Let’s present these two Italian, Christmas stars! Panettone, the tall, cylindrical (usually taller than broad, with its hallmark domed shape), fruit-filled sweet bread has graced Christmas tables in Milan, pretty much as we find it today, since at least the Reinassance: there are many fascinating legends regarding its origins.

The most well know of the panettone,  describes a Milanese baker named Toni who had a beautiful daughter.

A young nobleman wanted to marry her so disguised himself as a baker, and baked this special sweet bread filled with raisins and candied fruit peels to win the father’s approval.

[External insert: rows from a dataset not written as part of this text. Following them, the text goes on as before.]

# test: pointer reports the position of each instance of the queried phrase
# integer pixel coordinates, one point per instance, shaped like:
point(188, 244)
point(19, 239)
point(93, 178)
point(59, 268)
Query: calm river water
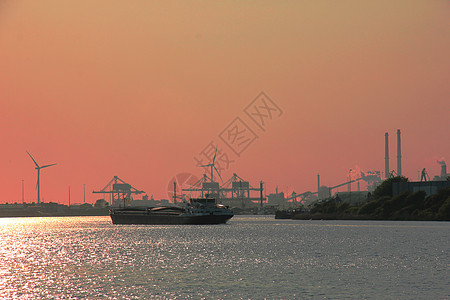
point(251, 257)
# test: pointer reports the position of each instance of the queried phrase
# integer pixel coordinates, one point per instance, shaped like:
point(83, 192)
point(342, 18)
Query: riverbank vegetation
point(382, 205)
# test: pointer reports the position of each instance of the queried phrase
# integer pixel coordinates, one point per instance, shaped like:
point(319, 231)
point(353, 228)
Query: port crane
point(119, 190)
point(424, 176)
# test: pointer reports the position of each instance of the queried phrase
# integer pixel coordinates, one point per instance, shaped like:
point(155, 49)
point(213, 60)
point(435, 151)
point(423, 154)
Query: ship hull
point(154, 219)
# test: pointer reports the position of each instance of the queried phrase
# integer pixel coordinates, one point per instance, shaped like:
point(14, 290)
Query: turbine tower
point(211, 165)
point(38, 168)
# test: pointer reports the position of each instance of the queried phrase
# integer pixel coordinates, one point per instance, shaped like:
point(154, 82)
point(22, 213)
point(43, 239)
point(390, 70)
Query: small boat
point(198, 211)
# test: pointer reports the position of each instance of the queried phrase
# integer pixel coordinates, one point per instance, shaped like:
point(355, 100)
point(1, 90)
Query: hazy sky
point(138, 89)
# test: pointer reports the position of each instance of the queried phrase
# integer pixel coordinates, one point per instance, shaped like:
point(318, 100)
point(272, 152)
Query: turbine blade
point(47, 166)
point(33, 159)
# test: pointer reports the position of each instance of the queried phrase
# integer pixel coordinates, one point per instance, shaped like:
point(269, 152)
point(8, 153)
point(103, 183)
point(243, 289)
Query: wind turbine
point(38, 184)
point(213, 166)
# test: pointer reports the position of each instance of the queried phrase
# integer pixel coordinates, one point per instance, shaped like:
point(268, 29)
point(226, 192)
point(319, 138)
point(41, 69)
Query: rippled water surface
point(251, 257)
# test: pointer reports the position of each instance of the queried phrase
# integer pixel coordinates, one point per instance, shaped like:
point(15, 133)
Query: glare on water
point(252, 257)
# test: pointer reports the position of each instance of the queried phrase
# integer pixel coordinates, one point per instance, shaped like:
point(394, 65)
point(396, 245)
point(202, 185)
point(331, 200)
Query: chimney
point(386, 155)
point(399, 154)
point(318, 185)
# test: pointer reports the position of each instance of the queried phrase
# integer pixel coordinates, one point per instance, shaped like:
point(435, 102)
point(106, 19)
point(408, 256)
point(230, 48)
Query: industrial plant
point(245, 197)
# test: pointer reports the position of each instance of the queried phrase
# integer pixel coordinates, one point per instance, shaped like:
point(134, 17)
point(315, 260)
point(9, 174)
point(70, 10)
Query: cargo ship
point(198, 211)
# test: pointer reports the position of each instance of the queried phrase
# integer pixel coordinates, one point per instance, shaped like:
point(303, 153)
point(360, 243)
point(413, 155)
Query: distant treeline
point(382, 205)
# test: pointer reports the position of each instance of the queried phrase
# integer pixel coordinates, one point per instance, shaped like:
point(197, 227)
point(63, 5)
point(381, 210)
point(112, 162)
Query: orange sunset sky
point(138, 89)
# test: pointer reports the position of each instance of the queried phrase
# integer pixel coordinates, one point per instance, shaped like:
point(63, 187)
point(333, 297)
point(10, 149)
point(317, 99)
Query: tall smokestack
point(386, 155)
point(399, 154)
point(318, 184)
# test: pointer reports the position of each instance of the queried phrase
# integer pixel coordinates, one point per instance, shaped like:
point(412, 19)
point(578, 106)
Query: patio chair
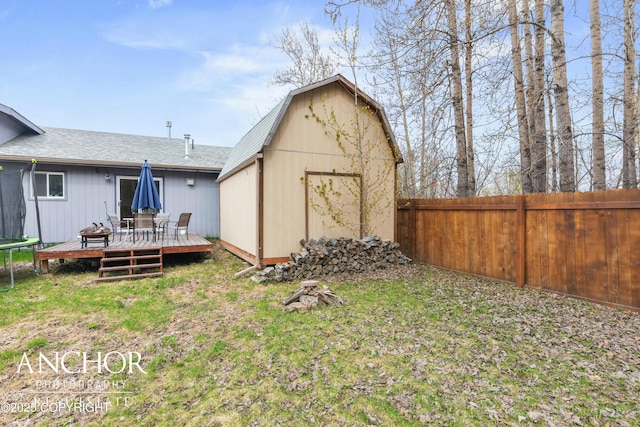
point(143, 224)
point(116, 225)
point(162, 222)
point(181, 225)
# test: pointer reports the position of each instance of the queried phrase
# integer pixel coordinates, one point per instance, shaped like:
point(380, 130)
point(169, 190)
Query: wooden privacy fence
point(581, 244)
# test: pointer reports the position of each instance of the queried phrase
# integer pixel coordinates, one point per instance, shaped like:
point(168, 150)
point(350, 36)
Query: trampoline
point(12, 215)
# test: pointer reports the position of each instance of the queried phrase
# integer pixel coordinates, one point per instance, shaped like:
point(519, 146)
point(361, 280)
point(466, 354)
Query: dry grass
point(412, 346)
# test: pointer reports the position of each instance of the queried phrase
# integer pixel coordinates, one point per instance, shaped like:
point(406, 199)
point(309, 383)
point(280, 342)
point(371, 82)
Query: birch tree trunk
point(530, 83)
point(629, 178)
point(521, 108)
point(539, 152)
point(561, 92)
point(597, 101)
point(456, 96)
point(469, 95)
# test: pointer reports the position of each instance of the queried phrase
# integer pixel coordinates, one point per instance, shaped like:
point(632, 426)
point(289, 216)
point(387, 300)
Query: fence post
point(412, 228)
point(521, 238)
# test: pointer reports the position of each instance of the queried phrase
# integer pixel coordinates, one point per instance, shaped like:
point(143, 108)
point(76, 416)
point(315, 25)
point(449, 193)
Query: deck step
point(128, 276)
point(131, 263)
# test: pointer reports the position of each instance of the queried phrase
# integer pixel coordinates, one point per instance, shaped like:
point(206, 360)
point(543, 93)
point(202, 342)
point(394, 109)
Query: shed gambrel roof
point(20, 120)
point(261, 134)
point(70, 146)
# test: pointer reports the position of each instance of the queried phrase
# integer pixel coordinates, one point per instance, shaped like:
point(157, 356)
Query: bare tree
point(629, 126)
point(521, 107)
point(561, 94)
point(539, 151)
point(308, 63)
point(456, 100)
point(468, 67)
point(597, 100)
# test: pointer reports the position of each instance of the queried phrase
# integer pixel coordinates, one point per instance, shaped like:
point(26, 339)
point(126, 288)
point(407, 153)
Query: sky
point(129, 66)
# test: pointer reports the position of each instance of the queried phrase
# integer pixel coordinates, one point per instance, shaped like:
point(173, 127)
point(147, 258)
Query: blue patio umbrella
point(146, 195)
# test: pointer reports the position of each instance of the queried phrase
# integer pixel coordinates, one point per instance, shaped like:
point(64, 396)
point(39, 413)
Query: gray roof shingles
point(89, 147)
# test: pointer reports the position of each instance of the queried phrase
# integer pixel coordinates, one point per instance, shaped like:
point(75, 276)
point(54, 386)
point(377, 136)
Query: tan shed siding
point(238, 209)
point(300, 145)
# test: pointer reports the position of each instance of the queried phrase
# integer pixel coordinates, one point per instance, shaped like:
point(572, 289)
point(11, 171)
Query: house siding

The two young people married, and meanwhile the sweet bread made Toni’s bakery famous, and was named “pan de Toni” or, Toni’s bread.

The other Chrstmas star, pandoro, comes from Verona: pandoro is commonly shaped like a frustum with an 8 pointed-star section.
Pandoro is traditionally served dusted with vanilla scented icing sugar made to resemble the snowy peaks during Christmas.

The origin of pandoro has not yet been established with certainty, the versions are still contrasting.

Some people thinks the pandoro was born in the Venetian Republic in the ‘500, when they were served on the rich tables of nobles some sweet of conical shape, covered with gold leaf, called “Pan de Oro” (Golden Bread).

For others, however, the origin comes from an old star-shaped dessert that the Veronese consumed at Christmas: the “Nadalin”. The most accepted theory, however, links the birth of pandoro to the Royal House of Habsburg, where since ‘700-‘800 processing techniques of the “Vienna bread” were well known and remained the basis for the preparation of pandoro.

In recent times, panettone and pandoro have undergone a sort of “restyling”, since many other variations of the original recipes are available:  be them coverings or fillings, chocolate,  zabaione sauce,  crema pasticcera (pastry cream) may now easily accommodate people tastes, even if purits would probably dislike such tasteful variations.

What about you?

Having Panettone and pandoro attained national status as dolci delle feste, you cannot help but taste them… Unless you’ve already done it, you would not believe how yummy they are!